Gremlins in Kremlin's arms surge
A conventional and nuclear buildup will end up hurting Russia's economy.
Russia's president is spitting missiles. This week, Dmitry Medvedev said he would make it a priority to upgrade the country's nuclear arsenal. He also wants a "large-scale rearmament" of the Army and Navy beginning in 2011. The Kremlin may be calculating that a stepped-up military is in Moscow's interest. It's not.
First, a caveat. Mr. Medvedev's tough talk on Tuesday could be nothing more than a mild-mannered lawyer trying to appear tough to suspicious generals (who were his immediate audience) and to newcomer Barack Obama, whom Medvedev will meet for the first time in early April.
Indeed, the Russian president gave few details in his speech, and the White House played down the promised buildup – which Moscow says is necessary to thwart terrorism, regional conflicts, NATO encroachment, and US petroleum aspirations in former Soviet republics. The speech is "largely for domestic consumption," said White House press secretary Robert Gibbs.
Maybe so, maybe so. But the West has a record of misreading Russian intentions: It underestimated former President Vladimir Putin – still hugely influential as prime minister – and his authoritarian streak at home and abroad.
The West be would be wise at least to consider Medvedev's comments at face value. But wiser still, would be for Russia to do so. Follow-through on rearmament, nuclear and otherwise, would work against Russia's economic and strategic interests.
In today's economy, Russia simply doesn't have the rubles to rumble. The value of the ruble has fallen by a third since September, and Moscow is blowing through foreign currency reserves to prop it up. Industrial production is falling, and unemployment is at 8 percent and likely to grow.
Wealth from fossil fuels allowed Russia to nearly quadruple military spending over the last decade, but the gusher days are over for now, given low oil prices.

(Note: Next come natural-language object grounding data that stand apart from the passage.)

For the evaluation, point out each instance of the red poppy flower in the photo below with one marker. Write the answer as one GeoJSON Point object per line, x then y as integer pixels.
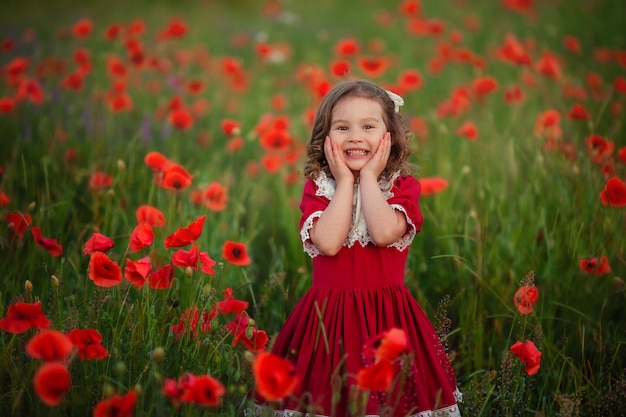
{"type": "Point", "coordinates": [24, 316]}
{"type": "Point", "coordinates": [18, 222]}
{"type": "Point", "coordinates": [52, 381]}
{"type": "Point", "coordinates": [595, 266]}
{"type": "Point", "coordinates": [525, 298]}
{"type": "Point", "coordinates": [215, 196]}
{"type": "Point", "coordinates": [598, 148]}
{"type": "Point", "coordinates": [181, 119]}
{"type": "Point", "coordinates": [230, 304]}
{"type": "Point", "coordinates": [377, 377]}
{"type": "Point", "coordinates": [410, 80]}
{"type": "Point", "coordinates": [89, 344]}
{"type": "Point", "coordinates": [51, 245]}
{"type": "Point", "coordinates": [230, 127]}
{"type": "Point", "coordinates": [99, 180]}
{"type": "Point", "coordinates": [373, 67]}
{"type": "Point", "coordinates": [483, 86]}
{"type": "Point", "coordinates": [116, 406]}
{"type": "Point", "coordinates": [103, 271]}
{"type": "Point", "coordinates": [157, 161]}
{"type": "Point", "coordinates": [468, 130]}
{"type": "Point", "coordinates": [162, 278]}
{"type": "Point", "coordinates": [185, 235]}
{"type": "Point", "coordinates": [137, 272]}
{"type": "Point", "coordinates": [527, 352]}
{"type": "Point", "coordinates": [578, 112]}
{"type": "Point", "coordinates": [50, 346]}
{"type": "Point", "coordinates": [621, 154]}
{"type": "Point", "coordinates": [274, 377]}
{"type": "Point", "coordinates": [433, 185]}
{"type": "Point", "coordinates": [549, 65]}
{"type": "Point", "coordinates": [98, 243]}
{"type": "Point", "coordinates": [141, 237]}
{"type": "Point", "coordinates": [340, 68]}
{"type": "Point", "coordinates": [236, 253]}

Even when oil prices rise, investment in arms is nonproductive in the long run. Russia would do better economically to commit to rule of law and end corruption in order to encourage investors.
Strategically, a buildup is overkill. Moscow may think its military-flexing will put it in a better bargaining position with Washington for expected arms control talks – but the US has already expressed a strong interest in negotiations. This speech, and other belligerent language and moves, is not the way to hit "the reset button" on US-Russian relations (as Vice President Biden put it) or turn "a new page," as Medvedev himself has said.
Meanwhile, NATO has little appetite to take in Russian neighbors Ukraine and Georgia at this time. And the US is showing flexibility with another major irritant for Moscow – an anti-Iranian missile shield in Eastern Europe.
If Moscow wants regional leverage, its neighbors are already dependent on Russian oil and gas. And none of those countries missed the message of Moscow's invasion of Georgia last summer.